In June, after 10 months together, her class was scheduled for a Regents exam. Like all state exams, the Regents is but one narrow way of measuring student understanding, but you wouldn’t know that from how much weight these tests are given by the powers that be. Despite their flaws, these tests reign supreme. We kick and scream, but in the end, all of us in the public domain bow to their authority.

Given her lackluster attendance and utter disconnect from the class, this student should have been shielded from the domineering influence of the Regents. She should have been exempt, unmoved by its control. Simply put, since she had little investment in whatever outcome awaited her, the Regents should have been meaningless to her.

But no. What happened on the day of the Regents? She showed up. Bright and early.

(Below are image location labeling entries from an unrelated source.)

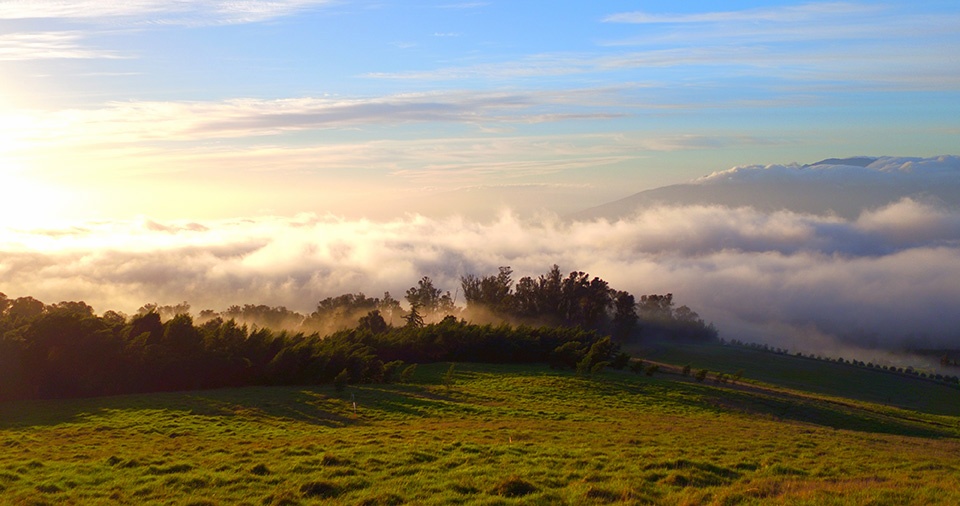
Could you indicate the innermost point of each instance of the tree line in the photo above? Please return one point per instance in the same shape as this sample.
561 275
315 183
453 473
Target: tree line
67 350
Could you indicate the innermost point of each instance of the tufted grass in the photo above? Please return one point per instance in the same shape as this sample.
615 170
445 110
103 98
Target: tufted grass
495 435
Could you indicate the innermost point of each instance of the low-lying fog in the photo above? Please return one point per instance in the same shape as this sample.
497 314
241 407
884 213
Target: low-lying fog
888 279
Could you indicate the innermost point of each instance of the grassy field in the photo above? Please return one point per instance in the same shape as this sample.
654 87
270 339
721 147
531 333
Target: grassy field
492 435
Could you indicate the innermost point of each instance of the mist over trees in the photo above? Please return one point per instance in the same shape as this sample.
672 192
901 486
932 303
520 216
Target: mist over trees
67 350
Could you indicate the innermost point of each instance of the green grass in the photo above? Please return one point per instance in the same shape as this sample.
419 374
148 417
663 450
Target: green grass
817 376
494 435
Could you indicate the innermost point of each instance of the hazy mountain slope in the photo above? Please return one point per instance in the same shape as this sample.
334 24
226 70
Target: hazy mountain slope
844 187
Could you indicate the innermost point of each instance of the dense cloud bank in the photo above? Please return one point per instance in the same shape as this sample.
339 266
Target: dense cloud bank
887 279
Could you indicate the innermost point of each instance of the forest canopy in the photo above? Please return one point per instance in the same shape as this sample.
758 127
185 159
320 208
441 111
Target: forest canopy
575 321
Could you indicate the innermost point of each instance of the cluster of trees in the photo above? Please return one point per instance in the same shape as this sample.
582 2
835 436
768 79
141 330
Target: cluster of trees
67 350
579 300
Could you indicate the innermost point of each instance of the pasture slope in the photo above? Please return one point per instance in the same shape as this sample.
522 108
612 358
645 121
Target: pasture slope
791 431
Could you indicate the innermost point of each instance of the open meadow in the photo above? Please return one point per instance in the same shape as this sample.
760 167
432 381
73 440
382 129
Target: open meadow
486 434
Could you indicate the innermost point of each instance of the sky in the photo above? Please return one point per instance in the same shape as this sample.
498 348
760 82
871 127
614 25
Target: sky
281 152
218 109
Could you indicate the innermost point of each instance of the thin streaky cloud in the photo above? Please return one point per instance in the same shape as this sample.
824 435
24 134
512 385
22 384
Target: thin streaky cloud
157 11
787 14
49 45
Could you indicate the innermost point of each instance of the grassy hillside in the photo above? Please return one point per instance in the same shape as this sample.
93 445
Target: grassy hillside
817 376
483 435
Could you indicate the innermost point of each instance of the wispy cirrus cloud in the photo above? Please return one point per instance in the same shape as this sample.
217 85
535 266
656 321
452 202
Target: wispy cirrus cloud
784 278
49 45
785 14
147 121
156 11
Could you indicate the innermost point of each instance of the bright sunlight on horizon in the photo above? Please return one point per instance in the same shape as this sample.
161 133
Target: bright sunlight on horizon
283 151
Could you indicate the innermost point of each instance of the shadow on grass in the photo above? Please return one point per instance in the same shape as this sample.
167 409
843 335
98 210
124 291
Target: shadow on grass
784 407
316 405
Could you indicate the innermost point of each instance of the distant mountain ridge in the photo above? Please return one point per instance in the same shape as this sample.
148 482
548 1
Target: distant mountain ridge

What’s interesting about this story is not how the student believed she could be successful on the exam with such little preparation. Instead, what I find fascinating is how the Regents accomplished something that the teacher never could. Despite her teacher’s Herculean efforts, nothing he did moved the needle. His efforts were mere child’s play when compared to the swift and unflinching dominance of the Regents. He practically moved mountains to get her to come to his class and nothing worked. The Regents snapped its fingers and she arrived promptly.

Hearing from my colleague how the exam cast its spell over this student was disappointing, but it wasn’t alarming. I’ve seen it happen many times before. For these students, in these instances, the Regents wields power that arrives every June like a savior: it instills undying hope that grades can be rescued if a 65 is earned. This power is absolute and supersedes anything their teacher might have done to support their growth in the months leading up to that ominous day in June. The teacher becomes a footnote.

While this phenomenon wasn’t new for me, because of a two-year, Covid-inspired hiatus from the exams, it did serve as a gloomy reminder: I matter very little when stacked up against the institution that is the New York State Regents. It commands a level of respect from students that I can only dream of achieving. It always attracts a crowd eager to oblige. It achieves more on paper (literally) than I ever have in my pedagogy.

Remote learning made me feel small. Now, with the return of the Regents, I remember how small I actually am.